Courts have therefore only entertained the notion that a mortgage lender or service might owe a mortgagee a fiduciary duty where its relationship to the mortgagee was such that the mortgagee could reasonably expect the lender or service to act in his or her best interest. “‘[A] person is justified in placing confidence in the belief that another will act in his or her best interest only where he or she is accustomed to being guided by the judgment or advice of the other party, and there exists a long association in a business relationship as well as personal friendship.’” The parties’ special relationship must also have existed prior to and apart from the agreement in the suit.

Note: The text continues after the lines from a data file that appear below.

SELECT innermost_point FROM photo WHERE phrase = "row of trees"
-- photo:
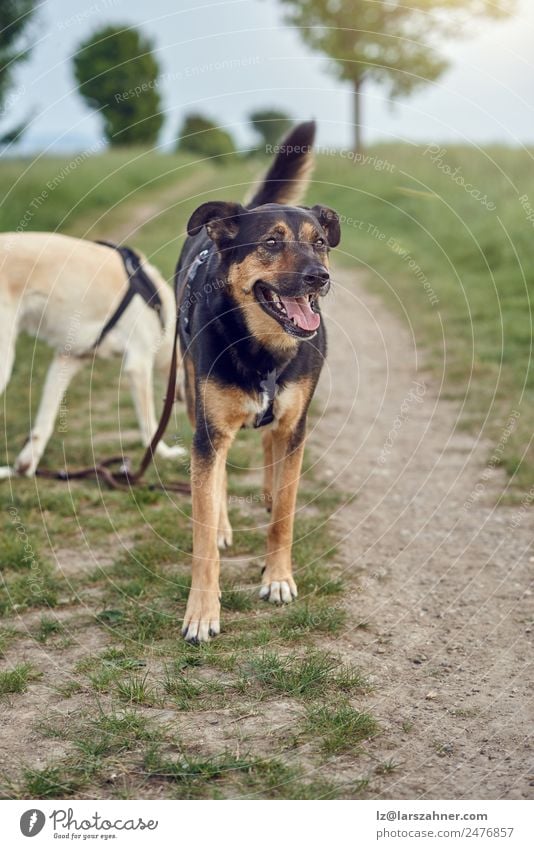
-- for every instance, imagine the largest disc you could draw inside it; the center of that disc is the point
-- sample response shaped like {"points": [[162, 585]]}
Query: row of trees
{"points": [[390, 42]]}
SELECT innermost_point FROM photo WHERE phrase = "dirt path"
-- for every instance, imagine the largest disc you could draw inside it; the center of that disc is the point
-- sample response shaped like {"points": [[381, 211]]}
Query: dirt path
{"points": [[442, 588]]}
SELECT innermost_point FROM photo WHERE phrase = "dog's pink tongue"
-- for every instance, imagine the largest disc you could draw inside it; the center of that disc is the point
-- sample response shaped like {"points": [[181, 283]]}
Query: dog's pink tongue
{"points": [[300, 311]]}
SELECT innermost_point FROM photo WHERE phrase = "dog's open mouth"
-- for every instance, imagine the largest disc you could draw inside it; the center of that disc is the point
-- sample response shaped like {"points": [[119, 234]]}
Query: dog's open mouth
{"points": [[299, 315]]}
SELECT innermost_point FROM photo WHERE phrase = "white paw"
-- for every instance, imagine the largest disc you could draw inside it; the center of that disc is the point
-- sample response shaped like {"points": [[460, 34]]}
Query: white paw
{"points": [[279, 592], [201, 630], [170, 452], [202, 616]]}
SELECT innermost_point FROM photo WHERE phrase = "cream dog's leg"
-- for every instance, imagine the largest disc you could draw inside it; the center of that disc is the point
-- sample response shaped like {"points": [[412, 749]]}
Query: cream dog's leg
{"points": [[61, 371]]}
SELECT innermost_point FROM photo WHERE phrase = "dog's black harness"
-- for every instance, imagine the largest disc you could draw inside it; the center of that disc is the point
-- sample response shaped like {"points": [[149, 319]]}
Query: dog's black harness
{"points": [[268, 383], [139, 283]]}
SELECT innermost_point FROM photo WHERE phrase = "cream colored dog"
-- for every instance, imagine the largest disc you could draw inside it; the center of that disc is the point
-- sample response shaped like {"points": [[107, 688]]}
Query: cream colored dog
{"points": [[63, 290]]}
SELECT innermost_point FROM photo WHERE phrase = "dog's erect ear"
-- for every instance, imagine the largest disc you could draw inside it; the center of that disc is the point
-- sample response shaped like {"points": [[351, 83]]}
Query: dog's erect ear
{"points": [[329, 221], [220, 218]]}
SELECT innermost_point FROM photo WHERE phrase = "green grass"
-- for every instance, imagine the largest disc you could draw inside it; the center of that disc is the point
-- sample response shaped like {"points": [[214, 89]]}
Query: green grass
{"points": [[129, 683], [477, 262], [300, 677], [16, 680], [341, 729]]}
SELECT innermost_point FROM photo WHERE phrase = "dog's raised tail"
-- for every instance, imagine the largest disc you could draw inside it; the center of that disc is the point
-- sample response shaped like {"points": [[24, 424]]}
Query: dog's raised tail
{"points": [[286, 180]]}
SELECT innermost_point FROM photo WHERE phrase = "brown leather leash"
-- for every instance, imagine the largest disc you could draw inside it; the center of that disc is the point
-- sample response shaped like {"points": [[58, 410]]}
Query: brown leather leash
{"points": [[124, 477]]}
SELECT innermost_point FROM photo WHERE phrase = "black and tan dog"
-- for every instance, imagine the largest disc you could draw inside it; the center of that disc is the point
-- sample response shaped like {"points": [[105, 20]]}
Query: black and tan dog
{"points": [[249, 281]]}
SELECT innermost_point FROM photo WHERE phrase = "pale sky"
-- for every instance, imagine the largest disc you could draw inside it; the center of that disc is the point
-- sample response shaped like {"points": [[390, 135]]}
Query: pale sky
{"points": [[228, 57]]}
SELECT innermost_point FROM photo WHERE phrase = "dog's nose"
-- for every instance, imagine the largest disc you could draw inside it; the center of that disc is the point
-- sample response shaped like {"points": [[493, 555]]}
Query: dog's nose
{"points": [[317, 278]]}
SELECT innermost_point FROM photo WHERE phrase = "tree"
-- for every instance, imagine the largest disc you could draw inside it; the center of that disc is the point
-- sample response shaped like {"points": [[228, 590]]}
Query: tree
{"points": [[389, 41], [117, 74], [15, 15], [270, 124], [200, 135]]}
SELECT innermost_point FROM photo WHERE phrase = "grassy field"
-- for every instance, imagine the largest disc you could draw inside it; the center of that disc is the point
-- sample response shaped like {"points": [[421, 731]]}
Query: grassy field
{"points": [[94, 673], [95, 582], [454, 259]]}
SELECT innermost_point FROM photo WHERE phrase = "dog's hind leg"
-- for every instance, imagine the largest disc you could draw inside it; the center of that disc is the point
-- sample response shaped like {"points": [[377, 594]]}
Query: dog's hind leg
{"points": [[8, 338], [61, 371], [224, 533], [268, 470], [142, 387]]}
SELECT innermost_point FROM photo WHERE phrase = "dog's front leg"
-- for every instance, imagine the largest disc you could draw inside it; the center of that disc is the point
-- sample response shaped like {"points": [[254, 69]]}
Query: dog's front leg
{"points": [[208, 464], [287, 447]]}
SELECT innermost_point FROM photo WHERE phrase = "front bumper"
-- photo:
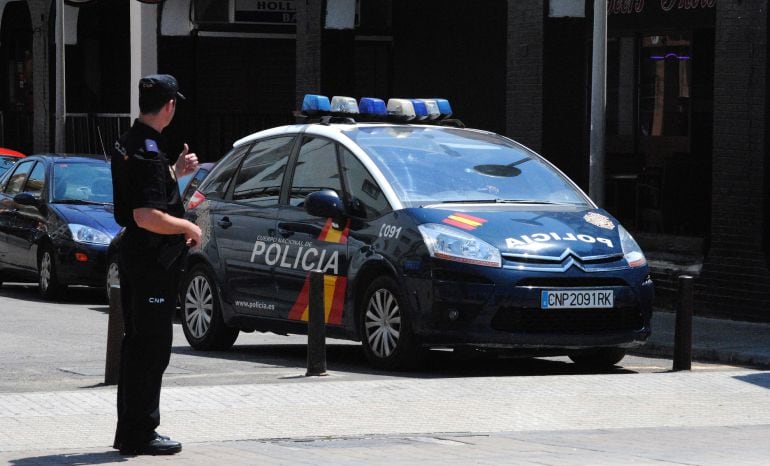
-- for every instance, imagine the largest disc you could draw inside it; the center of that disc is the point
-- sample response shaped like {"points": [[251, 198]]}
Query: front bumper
{"points": [[501, 309], [70, 271]]}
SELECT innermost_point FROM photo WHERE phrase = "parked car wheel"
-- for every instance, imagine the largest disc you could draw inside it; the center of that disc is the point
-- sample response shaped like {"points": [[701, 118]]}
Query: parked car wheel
{"points": [[113, 275], [48, 283], [202, 320], [598, 358], [385, 328]]}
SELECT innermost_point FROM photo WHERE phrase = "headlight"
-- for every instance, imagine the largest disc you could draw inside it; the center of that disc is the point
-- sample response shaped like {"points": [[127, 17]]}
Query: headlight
{"points": [[631, 250], [450, 244], [84, 234]]}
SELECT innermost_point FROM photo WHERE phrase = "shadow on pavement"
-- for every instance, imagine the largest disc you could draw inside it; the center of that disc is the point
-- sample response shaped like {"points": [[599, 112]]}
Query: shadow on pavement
{"points": [[761, 379], [106, 457], [438, 364]]}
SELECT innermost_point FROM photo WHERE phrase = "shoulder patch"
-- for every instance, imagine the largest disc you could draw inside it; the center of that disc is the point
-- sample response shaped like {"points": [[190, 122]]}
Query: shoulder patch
{"points": [[150, 146]]}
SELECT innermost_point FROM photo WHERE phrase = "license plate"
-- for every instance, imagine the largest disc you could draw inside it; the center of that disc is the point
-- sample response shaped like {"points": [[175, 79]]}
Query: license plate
{"points": [[576, 299]]}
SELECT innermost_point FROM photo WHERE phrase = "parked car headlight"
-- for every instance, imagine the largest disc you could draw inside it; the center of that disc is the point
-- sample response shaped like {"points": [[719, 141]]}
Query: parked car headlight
{"points": [[84, 234], [450, 244], [631, 250]]}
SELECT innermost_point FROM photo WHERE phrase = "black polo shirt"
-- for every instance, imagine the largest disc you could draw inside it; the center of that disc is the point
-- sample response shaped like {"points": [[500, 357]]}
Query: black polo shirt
{"points": [[142, 177]]}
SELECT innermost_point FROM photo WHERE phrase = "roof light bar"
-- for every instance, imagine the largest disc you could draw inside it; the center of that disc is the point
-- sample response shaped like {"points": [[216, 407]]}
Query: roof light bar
{"points": [[372, 107], [420, 110], [341, 104], [314, 104], [401, 109]]}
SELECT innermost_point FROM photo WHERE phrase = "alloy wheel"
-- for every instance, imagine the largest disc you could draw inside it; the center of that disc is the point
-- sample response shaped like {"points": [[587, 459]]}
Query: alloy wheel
{"points": [[383, 323], [198, 306]]}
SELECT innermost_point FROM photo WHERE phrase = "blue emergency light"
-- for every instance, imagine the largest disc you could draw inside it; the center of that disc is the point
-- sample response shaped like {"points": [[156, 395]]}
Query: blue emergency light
{"points": [[444, 107]]}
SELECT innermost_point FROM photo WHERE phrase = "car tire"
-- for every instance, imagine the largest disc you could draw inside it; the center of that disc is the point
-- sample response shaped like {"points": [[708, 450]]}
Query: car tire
{"points": [[598, 358], [113, 274], [385, 328], [48, 282], [202, 320]]}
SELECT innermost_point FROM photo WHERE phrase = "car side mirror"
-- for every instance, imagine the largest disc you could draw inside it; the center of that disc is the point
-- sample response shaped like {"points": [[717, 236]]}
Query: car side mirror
{"points": [[325, 203], [26, 199]]}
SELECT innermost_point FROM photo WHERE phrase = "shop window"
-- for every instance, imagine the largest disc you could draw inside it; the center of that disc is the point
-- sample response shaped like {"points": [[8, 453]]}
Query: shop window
{"points": [[664, 94]]}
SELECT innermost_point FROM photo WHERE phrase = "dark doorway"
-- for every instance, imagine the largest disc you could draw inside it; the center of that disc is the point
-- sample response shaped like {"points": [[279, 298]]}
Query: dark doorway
{"points": [[16, 77]]}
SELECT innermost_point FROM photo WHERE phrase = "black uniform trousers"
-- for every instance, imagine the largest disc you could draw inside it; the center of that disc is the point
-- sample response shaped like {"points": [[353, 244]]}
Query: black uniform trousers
{"points": [[148, 294]]}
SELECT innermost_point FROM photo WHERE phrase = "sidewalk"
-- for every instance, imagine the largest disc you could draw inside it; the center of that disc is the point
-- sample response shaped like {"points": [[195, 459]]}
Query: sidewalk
{"points": [[694, 417], [717, 340]]}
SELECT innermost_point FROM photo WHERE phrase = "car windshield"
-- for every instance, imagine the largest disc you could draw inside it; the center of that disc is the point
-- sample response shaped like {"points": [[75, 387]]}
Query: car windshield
{"points": [[82, 182], [429, 165], [6, 163]]}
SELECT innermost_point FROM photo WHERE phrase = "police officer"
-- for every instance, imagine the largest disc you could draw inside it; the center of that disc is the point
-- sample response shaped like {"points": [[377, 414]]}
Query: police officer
{"points": [[148, 205]]}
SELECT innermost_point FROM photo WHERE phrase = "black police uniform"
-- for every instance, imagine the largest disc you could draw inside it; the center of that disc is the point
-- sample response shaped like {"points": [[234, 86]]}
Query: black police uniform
{"points": [[142, 177]]}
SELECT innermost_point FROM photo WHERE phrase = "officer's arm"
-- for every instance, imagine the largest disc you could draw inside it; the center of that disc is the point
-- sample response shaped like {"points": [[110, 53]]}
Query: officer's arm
{"points": [[160, 222]]}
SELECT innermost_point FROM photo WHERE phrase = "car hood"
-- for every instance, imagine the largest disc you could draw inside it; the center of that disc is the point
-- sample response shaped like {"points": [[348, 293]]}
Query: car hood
{"points": [[551, 231], [97, 216]]}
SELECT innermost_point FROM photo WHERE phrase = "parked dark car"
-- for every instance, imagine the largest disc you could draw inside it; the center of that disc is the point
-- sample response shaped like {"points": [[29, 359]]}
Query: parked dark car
{"points": [[56, 222], [428, 236], [187, 186]]}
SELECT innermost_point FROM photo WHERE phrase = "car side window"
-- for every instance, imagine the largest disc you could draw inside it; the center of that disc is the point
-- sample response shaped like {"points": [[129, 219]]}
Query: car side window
{"points": [[18, 178], [261, 174], [215, 185], [366, 197], [36, 180], [316, 169]]}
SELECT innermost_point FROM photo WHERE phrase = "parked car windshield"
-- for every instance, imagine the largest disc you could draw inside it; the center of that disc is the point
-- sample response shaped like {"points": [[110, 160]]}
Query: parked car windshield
{"points": [[82, 182], [438, 164]]}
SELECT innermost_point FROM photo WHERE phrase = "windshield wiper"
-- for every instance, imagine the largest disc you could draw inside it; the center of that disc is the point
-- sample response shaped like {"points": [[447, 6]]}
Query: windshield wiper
{"points": [[497, 201], [80, 201]]}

Ms. Adams alleges that Guild breached a fiduciary duty to her by either assigning the Loan to U.S. Bank or selecting it as the mortgage service even though it knew of U.S. Bank’s alleged issue with complying with the law. But she fails to provide any explanation in her complaint or in her brief as to why she was “justified in placing confidence in the belief that” Guild would act in her best interest in the first place. She has not suggested that she had some long-standing relationship with Guild — separate from its relationship to the Property. Nor is there any other indication in her pleadings that Ms. Adams had some objective reason to believe that she would be justified in placing her confidence in Guild or its employees to act in her best interest. The State Court Petition, at most, suggests that Ms. Adams may have had some subjective,  unspecified belief that she could trust Guild. But Plaintiff’s “subjective trust and feelings of trust and confidence [are] not … enough to create a fiduciary relationship.”

Ms. Adams’s claim for breach of fiduciary duty should be dismissed. But — because it is not yet clear that Ms. Adams has pleaded her best case — the dismissal should be without prejudice.

Id. Therefore, the magistrate recommended that the district court grant the motion to dismiss without prejudice.

DISCLAIMER: Because of the generality of this update, the information provided herein may not be applicable in all situations and should not be acted upon without specific legal advice based on particular situations.